Over time, the COVID-19 teams developed a good sense of how to take care of these patients. They also knew how to stay safe, so personal fears were easing — but social tensions were ratcheting up, the heightened anxiety and despair creating a bleak landscape.
“Since COVID-19 started, our community violence rate has dramatically gone up,” said Poirier of the emergency department. “The number of people shot has gone up 30% to 50%, and there are more suicides and suicide attempts and more drug-related issues, sometimes in people with two, three, even four different drugs in their system at once.” People without homes were insisting they could quarantine under a bridge and tell people to stay away.
“It kind of feels like the four horsemen are riding into town,” Ruoff remarked to a colleague.
Nationwide, doctors began expressing concerns that the CDC, which always has been a steadying voice of authority, seemed to be delaying or changing its guidance due to political pressures. “You had to sift through recommendations that were coming out of Atlanta and D.C. and try to understand what the different pressures were,” Powderly said. “We’re fortunate in that quite a number of the infectious disease faculty have held national leadership positions, so we know quite a number of people at the NIH and CDC. That allows us to have a better understanding of the dynamics.”
Still, there was no looking things up.

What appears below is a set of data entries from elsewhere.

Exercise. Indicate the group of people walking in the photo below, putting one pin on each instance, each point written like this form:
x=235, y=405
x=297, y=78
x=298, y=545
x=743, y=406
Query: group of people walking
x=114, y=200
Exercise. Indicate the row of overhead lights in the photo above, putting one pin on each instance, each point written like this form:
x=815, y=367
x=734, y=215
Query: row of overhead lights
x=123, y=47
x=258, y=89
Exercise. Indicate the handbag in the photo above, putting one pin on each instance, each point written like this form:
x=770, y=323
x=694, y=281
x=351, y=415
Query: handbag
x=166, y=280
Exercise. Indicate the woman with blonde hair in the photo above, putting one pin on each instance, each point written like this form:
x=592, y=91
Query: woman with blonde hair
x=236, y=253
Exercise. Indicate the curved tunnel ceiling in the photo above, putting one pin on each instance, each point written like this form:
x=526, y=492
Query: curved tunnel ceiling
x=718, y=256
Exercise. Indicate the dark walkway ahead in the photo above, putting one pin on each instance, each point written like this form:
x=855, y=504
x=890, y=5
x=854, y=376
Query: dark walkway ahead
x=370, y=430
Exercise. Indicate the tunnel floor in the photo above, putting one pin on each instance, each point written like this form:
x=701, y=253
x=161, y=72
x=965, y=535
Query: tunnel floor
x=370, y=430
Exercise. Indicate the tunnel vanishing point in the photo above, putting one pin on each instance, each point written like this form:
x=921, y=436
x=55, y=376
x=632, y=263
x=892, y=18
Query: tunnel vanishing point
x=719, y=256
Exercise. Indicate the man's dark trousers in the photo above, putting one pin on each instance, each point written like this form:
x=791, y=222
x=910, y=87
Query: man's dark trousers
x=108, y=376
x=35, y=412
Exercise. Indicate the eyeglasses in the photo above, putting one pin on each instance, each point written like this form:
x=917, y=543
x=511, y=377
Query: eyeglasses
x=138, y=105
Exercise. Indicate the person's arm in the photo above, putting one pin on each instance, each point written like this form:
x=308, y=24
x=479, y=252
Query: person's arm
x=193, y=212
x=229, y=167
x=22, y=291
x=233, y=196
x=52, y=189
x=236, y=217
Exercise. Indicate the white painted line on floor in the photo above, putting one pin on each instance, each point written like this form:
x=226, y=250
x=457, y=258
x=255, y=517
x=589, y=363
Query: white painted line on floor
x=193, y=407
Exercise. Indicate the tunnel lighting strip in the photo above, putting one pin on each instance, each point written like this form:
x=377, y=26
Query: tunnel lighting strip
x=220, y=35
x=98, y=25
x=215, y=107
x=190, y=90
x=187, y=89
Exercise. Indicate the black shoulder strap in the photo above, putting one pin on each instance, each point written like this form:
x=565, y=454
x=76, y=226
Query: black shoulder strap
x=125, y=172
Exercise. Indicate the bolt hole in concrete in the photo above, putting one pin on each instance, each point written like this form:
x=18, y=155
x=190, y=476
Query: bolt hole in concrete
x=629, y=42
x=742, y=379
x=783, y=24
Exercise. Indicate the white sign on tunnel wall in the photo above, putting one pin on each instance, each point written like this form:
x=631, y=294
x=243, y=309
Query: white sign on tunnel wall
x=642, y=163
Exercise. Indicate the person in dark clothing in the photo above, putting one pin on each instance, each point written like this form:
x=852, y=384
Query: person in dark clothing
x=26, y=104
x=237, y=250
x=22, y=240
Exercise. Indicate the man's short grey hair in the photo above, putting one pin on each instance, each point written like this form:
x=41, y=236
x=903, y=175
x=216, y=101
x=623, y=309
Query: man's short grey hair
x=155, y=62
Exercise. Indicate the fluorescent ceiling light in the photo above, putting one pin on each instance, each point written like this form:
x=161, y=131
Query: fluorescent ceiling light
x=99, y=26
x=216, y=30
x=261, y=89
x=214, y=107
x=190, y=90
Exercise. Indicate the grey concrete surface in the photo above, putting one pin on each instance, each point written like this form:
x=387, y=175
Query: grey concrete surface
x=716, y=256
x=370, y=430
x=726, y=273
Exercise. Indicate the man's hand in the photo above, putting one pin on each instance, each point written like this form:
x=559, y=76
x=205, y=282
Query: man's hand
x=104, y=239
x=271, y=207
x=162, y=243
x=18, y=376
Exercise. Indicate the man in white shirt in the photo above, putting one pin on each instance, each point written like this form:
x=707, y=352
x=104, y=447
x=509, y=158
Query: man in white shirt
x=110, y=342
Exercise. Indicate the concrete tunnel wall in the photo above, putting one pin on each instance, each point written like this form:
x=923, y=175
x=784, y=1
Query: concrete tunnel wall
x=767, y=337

The textbooks on COVID-19 had not yet been written. The only way to move ahead was to let the virus itself teach them.
Another intersection of society and medicine was the disproportionate number of patients who were African American. It was surreal enough to see an entire ICU filled with patients who had only one kind of sickness, Cristina Vazquez Guillamet said, but then to see that the majority of them were Black, more vulnerable for a long list of reasons laced with mistrust and inequity? “We have to do something about this,” she told Rodrigo. “At the end of this, we have to be better humans.”
That was the impulse that brought WashU docs outside, the sun reflecting off hundreds of white coats as they lined Kingshighway Boulevard, protesting for racial justice after a police officer in Minneapolis knelt on George Floyd for more than eight minutes while he gasped, “I can’t breathe.” Asked by a USA Today reporter if protesting was a public health risk, Babcock pointed out that systemic racism is also a public health risk. Will Ross, MD, MPH, professor of medicine and associate dean for diversity, co-authored a study that found African Americans to be 16% of the region’s population — and 34% of its confirmed COVID-19 cases.

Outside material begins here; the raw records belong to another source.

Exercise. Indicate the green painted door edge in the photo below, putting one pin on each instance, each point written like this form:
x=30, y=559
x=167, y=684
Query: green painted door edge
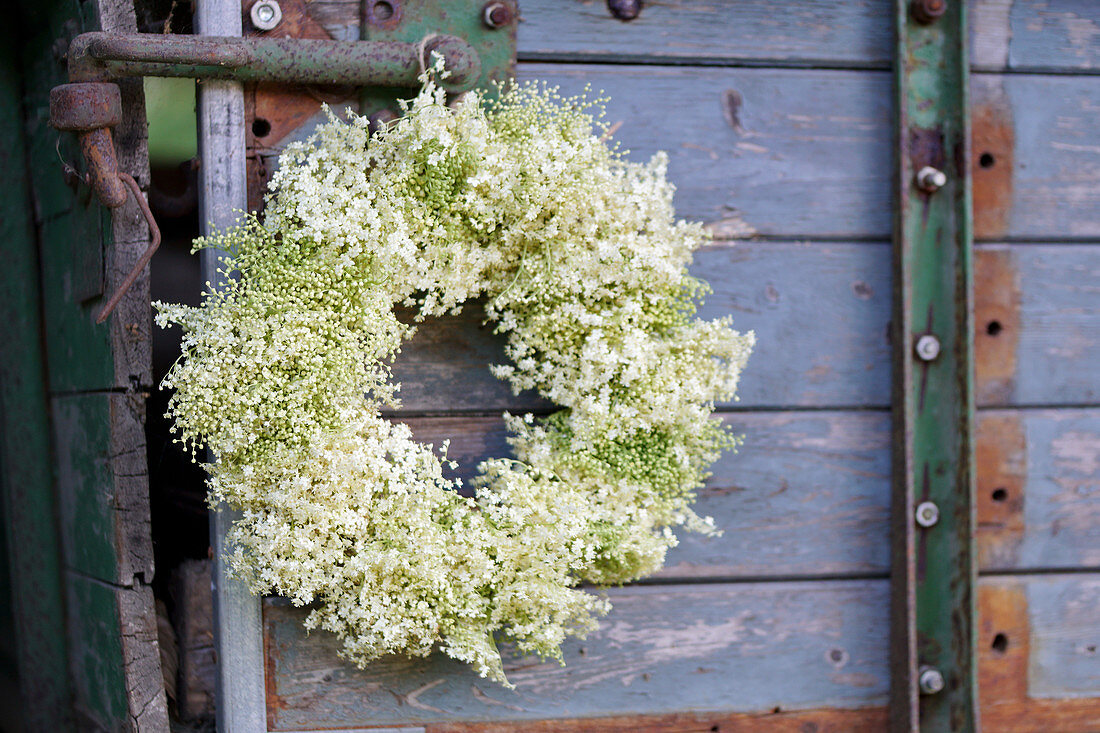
x=933, y=619
x=29, y=503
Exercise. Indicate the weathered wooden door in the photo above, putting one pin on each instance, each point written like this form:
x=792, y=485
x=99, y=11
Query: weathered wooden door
x=780, y=122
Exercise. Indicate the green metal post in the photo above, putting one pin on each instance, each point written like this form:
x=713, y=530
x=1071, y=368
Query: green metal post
x=933, y=668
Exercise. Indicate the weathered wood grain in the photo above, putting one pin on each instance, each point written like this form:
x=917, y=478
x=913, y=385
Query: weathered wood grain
x=784, y=646
x=828, y=720
x=820, y=313
x=807, y=153
x=805, y=495
x=688, y=647
x=1037, y=325
x=1035, y=35
x=1062, y=35
x=1038, y=489
x=35, y=663
x=1020, y=630
x=795, y=153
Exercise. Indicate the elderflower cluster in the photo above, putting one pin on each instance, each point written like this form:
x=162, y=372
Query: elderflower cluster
x=582, y=264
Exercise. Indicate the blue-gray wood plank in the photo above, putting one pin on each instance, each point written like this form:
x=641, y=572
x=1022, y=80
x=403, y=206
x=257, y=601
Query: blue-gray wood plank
x=1065, y=636
x=702, y=647
x=821, y=314
x=807, y=494
x=1058, y=35
x=686, y=647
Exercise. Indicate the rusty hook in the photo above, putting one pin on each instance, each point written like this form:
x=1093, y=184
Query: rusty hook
x=154, y=232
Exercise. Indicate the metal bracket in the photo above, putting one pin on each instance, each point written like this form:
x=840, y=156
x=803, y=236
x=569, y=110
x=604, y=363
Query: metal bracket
x=933, y=643
x=90, y=104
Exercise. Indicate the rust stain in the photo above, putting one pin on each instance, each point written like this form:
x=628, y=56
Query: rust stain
x=1001, y=453
x=1003, y=652
x=1003, y=641
x=991, y=161
x=274, y=111
x=825, y=720
x=997, y=324
x=274, y=701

A new and lethal pandemic, grueling hours, wrenching isolation, social tension — what has kept WashU’s docs going all these months? A fierce sense of mission, of responsibility. This was what they had trained to do, what they could do when others couldn’t. Also, notes Cristina Vazquez Guillamet, “there was the intellectual curiosity. We wanted to understand.”
What was hard was risking your life and your family’s, witnessing so much suffering and sacrifice, then hearing people insist that the virus was a political exaggeration, the precautions a conspiracy. “People find out you’re a doctor, and they want you to tell them, ‘Yeah, it’s nothing,’” Theodoro said. “When you say, ‘No, I’ve seen it,’ the incredulity — it can’t register.”
At the bedside, though, all denials and arguments and alternate realities vanish, and only care remains. “When you look at a patient, you don’t see their political views,” said McEvoy. “It doesn’t matter if they thought COVID was real or not.”